H.I.J.M.S. Suzuya by Chris Timony

Photo of Suzuya taken from U.S.A.A.F. after skip bombimg a nearby transport*

Specifications for the Mogami class

Model manufacturer: Tamiya 2002 tooling. Kit 343
Scale: 1/700
Commissioned: March 2004
Extras (Photo-etched etc): GMM Cruiser Photoetch set for the Searchlight
towers and crane. Catapults were from GMM set 27 IJN Auxiliaries.
Any parts rebuilt: Modifications to fit the GMM details. The ship was
fitted out as it appeared as a heavy cruiser.
Manhours from beginning to end: Approximately 40 (Although the model had a
six month mothballing following a collision with the floor!)
Currently on display:
Modellers’ difficulty rating: Shake the box to construct the basic model.
The photo etch is delicate and will not take any abuse but it is fairly
straightforward to use as it does not require massive butchery of the kit
(Apart from cutting out the bridge windows).
Notes: The original Suzuya was based on an improved Mogami design and was
significantly different. The capsize of the Tomozuru and the Fourth Fleet
incident occurred whilst the Mogami class were under construction. The
Mogami and Mikuma had been launched and were instantly reconstructed in
order to increase their hull strength and lower their centres of gravity.
The Suzuya and the Kumano were still under construction, so it was easier to
reduce their weight by decreasing the dimensions of their upper decks and
superstructures. Both vessels also received eight new boilers of improved
efficiency. The Mogami and Mikuma had to accommodate ten boilers resulting
in the different construction of their funnel uptakes.

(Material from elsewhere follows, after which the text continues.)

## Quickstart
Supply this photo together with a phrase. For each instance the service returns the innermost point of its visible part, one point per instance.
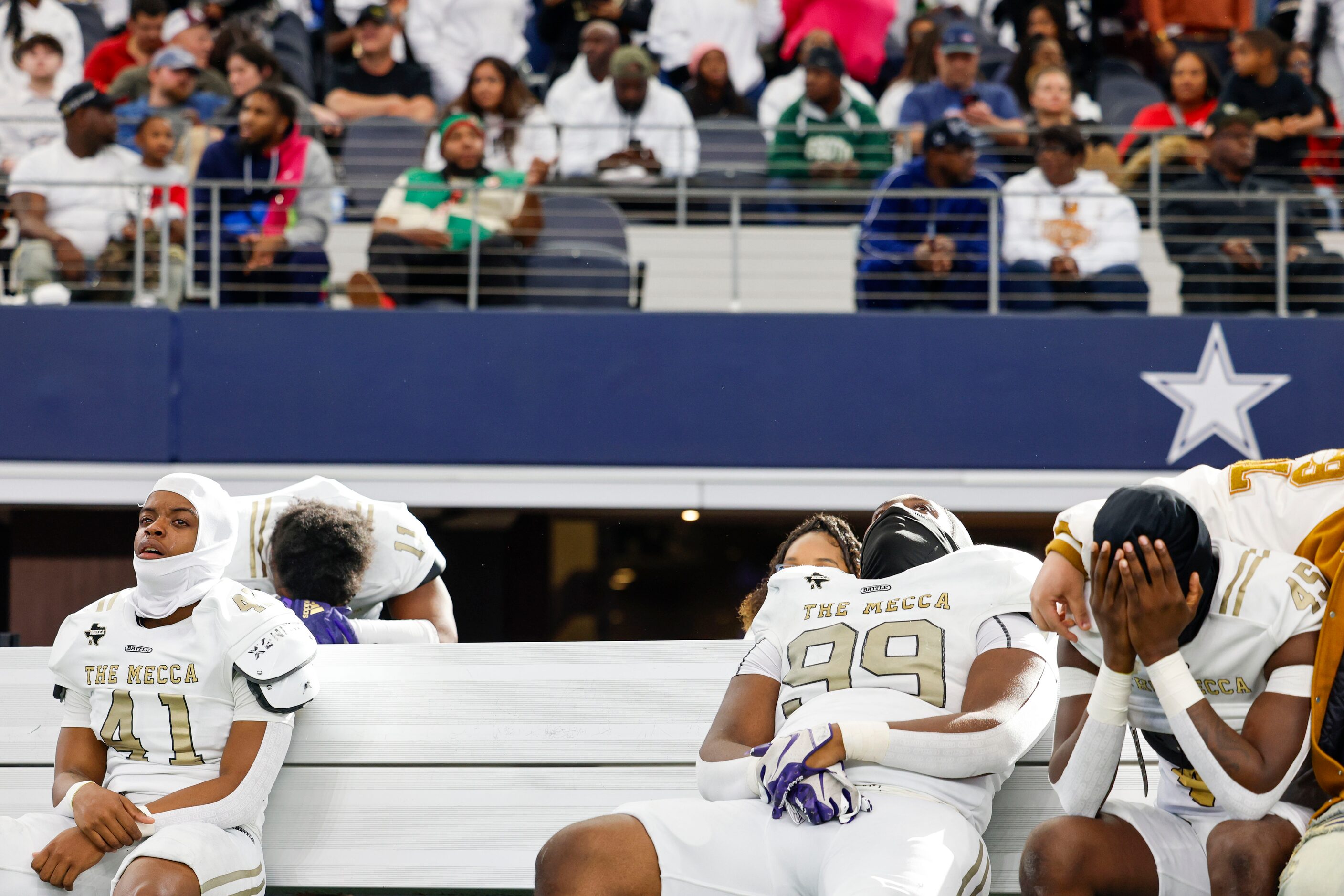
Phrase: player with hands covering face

The latest Tamiya kit of the Suzuya incorporates most of these differences
and represents the vessel during the period between November 1939 and the
end of 1941. She had just been rebuilt as a heavy cruiser and had been
equipped with two Type 95 and one Type 94 seaplanes. The kit also includes
the Type 0 seaplanes that would allow you to construct the ship as she
appeared between late 1941 and April 1943.
Best reference for any detail work is Lacroix and Wells “Japanese Cruisers
of the Pacific War”.


*Editor of j-ships.com having too much fun with Adobe Photoshop!